Improving the clinical performance of blood-based DNA methylation biomarkers utilizing locus-specific epigenetic heterogeneity

2019 
Abstract Background Variation in intracellular methylation patterns can complicate the use of methylation biomarkers for clinical diagnostic applications such as blood-based cancer testing. Here, we describe development and validation of a methylation density binary classification method called EpiClass (available for download at https://github.com/bmill3r/EpiClass), that can be used to predict and optimize the performance of methylation biomarkers, particularly in challenging, heterogeneous samples such as liquid biopsies.
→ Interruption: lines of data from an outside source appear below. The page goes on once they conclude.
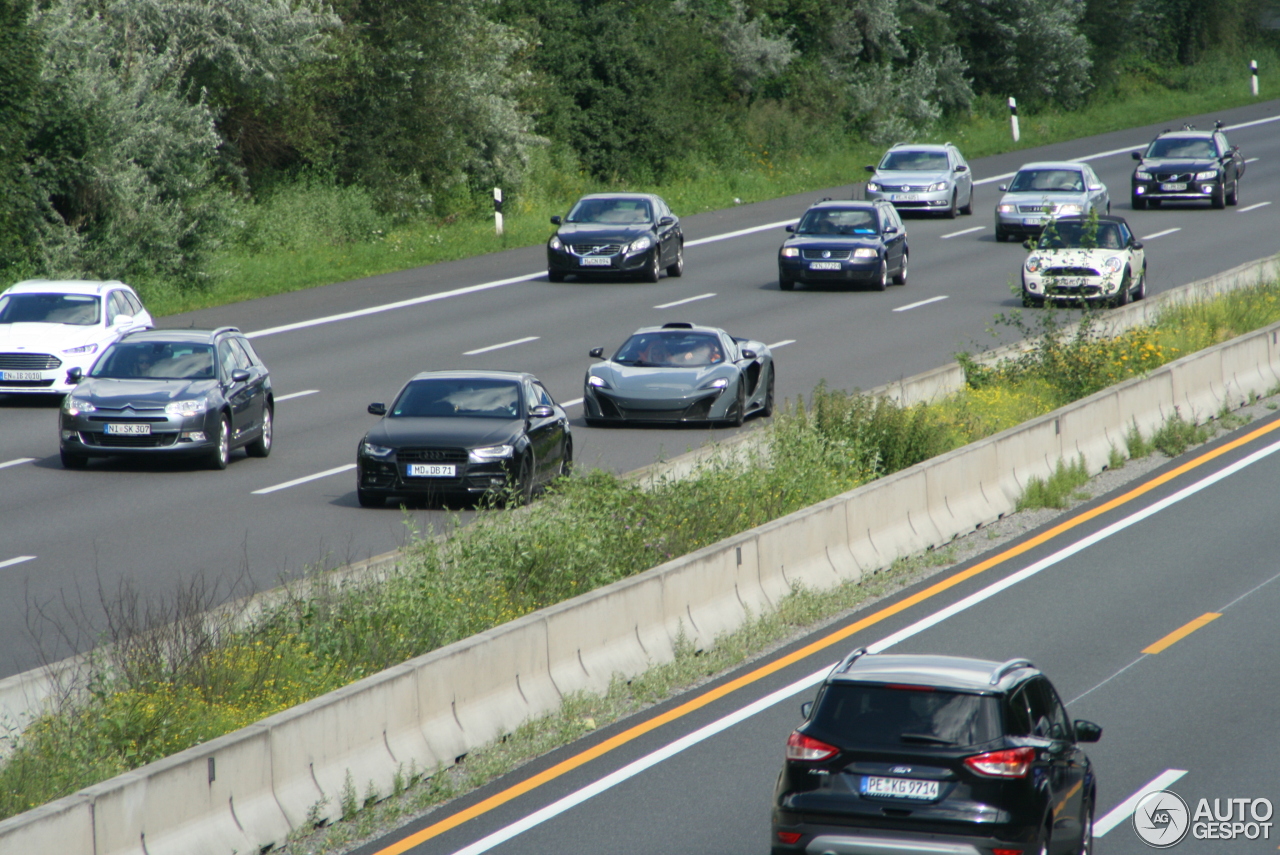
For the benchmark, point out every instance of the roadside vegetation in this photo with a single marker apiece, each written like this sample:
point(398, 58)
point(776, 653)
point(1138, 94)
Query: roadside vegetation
point(168, 676)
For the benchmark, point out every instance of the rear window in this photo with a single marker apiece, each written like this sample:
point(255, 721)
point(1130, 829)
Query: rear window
point(858, 714)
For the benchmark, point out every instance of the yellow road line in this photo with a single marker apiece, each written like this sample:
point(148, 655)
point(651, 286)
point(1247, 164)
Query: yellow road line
point(568, 764)
point(1182, 632)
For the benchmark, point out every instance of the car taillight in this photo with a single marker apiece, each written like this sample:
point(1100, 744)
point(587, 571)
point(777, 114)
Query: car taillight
point(805, 748)
point(1011, 763)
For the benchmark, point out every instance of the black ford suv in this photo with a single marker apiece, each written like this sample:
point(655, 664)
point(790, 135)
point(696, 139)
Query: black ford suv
point(940, 754)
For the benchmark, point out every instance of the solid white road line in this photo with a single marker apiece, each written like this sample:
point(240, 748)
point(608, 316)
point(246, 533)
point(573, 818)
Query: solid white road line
point(923, 302)
point(634, 768)
point(1124, 809)
point(498, 347)
point(296, 394)
point(336, 470)
point(686, 300)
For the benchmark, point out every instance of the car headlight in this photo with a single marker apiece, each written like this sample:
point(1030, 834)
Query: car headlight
point(489, 453)
point(370, 449)
point(186, 407)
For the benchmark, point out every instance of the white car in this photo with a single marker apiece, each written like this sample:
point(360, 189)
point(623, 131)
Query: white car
point(48, 328)
point(1070, 265)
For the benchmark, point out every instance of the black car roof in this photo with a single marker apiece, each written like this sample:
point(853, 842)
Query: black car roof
point(960, 673)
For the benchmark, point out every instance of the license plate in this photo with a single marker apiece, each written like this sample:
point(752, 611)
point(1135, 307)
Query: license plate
point(128, 430)
point(430, 470)
point(900, 787)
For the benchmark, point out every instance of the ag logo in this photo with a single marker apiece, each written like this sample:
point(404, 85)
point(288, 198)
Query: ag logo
point(1161, 818)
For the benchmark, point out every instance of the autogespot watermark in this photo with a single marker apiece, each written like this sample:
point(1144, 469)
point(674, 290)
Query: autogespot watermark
point(1161, 818)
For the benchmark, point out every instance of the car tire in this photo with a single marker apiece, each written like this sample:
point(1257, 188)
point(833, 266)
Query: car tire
point(222, 453)
point(261, 447)
point(679, 268)
point(72, 461)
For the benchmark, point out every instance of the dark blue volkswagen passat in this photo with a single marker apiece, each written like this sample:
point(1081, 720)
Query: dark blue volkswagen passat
point(464, 434)
point(617, 234)
point(846, 243)
point(170, 392)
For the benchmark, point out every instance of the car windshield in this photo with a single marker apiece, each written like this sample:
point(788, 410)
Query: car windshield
point(156, 361)
point(839, 220)
point(1182, 147)
point(449, 397)
point(920, 161)
point(1050, 181)
point(611, 211)
point(74, 310)
point(1065, 236)
point(856, 714)
point(685, 350)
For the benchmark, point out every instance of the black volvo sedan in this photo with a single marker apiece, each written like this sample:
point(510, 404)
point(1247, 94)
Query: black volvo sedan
point(464, 434)
point(617, 234)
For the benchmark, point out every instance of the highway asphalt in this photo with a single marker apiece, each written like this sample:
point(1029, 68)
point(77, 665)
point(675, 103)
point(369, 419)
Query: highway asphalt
point(1151, 608)
point(65, 535)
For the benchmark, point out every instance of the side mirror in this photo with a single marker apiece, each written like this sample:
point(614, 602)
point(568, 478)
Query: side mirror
point(1087, 731)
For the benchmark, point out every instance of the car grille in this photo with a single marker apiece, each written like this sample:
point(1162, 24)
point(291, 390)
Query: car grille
point(594, 248)
point(432, 456)
point(30, 361)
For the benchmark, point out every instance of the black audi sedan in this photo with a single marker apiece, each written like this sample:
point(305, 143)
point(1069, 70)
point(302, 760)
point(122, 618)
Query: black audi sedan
point(905, 753)
point(179, 392)
point(465, 434)
point(617, 234)
point(1188, 165)
point(845, 242)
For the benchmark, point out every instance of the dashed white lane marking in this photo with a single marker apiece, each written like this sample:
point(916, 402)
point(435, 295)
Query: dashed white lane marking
point(498, 347)
point(1124, 809)
point(296, 394)
point(955, 234)
point(686, 300)
point(923, 302)
point(336, 470)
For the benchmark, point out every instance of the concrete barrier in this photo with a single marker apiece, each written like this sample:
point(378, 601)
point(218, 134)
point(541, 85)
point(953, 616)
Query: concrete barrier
point(245, 790)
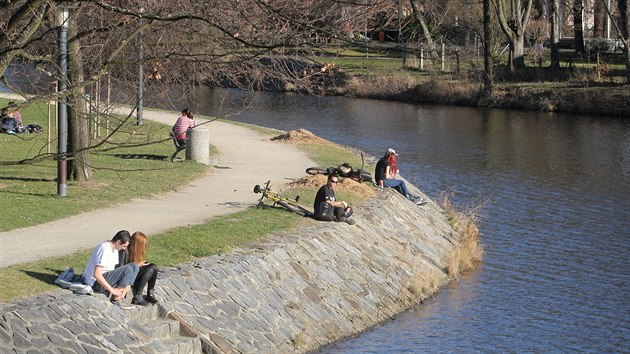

This approach is based upon leveraging statistical differences in single-molecule sample methylation density distributions to identify ideal thresholds for samples classification. Results We developed and tested the classifier using reduced representation bisulfite sequencing (RRBS) data derived from ovarian carcinoma tissue DNA and controls. We used these data to perform in silico simulations using methylation density profiles from individual DNA molecules from ZNF154, a genomic locus known to be recurrently methylated in numerous cancer types. From these profiles, we predicted the performance of the classifier in liquid biopsies for the detection of epithelial ovarian carcinomas (EOC). In silico analysis indicated that EpiClass could be leveraged to better identify cancer-positive liquid biopsy samples by implementing precise thresholds with respect to methylation density profiles derived from circulating cell-free DNA (cfDNA) analysis. These predictions were confirmed experimentally by generating cfDNA methylation density profiles from a cohort of low volume (1-mL) plasma samples obtained from 26 EOC-positive and 41 cancer-free women. EpiClass performance was then validated in an independent cohort of plasma specimens from 24 EOC-positive and 12 cancer-free women, attaining a sensitivity/specificity of 91.7%/100.0%. Direct comparison of CA-125 measurements with EpiClass demonstrated that EpiClass outperformed CA-125 by correctly classifying 69.6% of samples as compared to 47.8% by standard CA-125 assessment. Conclusions Our results indicate that assessment of intramolecular methylation densities calculated from cfDNA facilitate the use of methylation biomarkers for diagnostic applications. Furthermore, we demonstrated that EpiClass analysis of ZNF154 methylation was able to outperform CA-125 in the detection of etiologically-diverse ovarian carcinomas, indicating the broad utility of ZNF154 for use as a biomarker of ovarian cancer.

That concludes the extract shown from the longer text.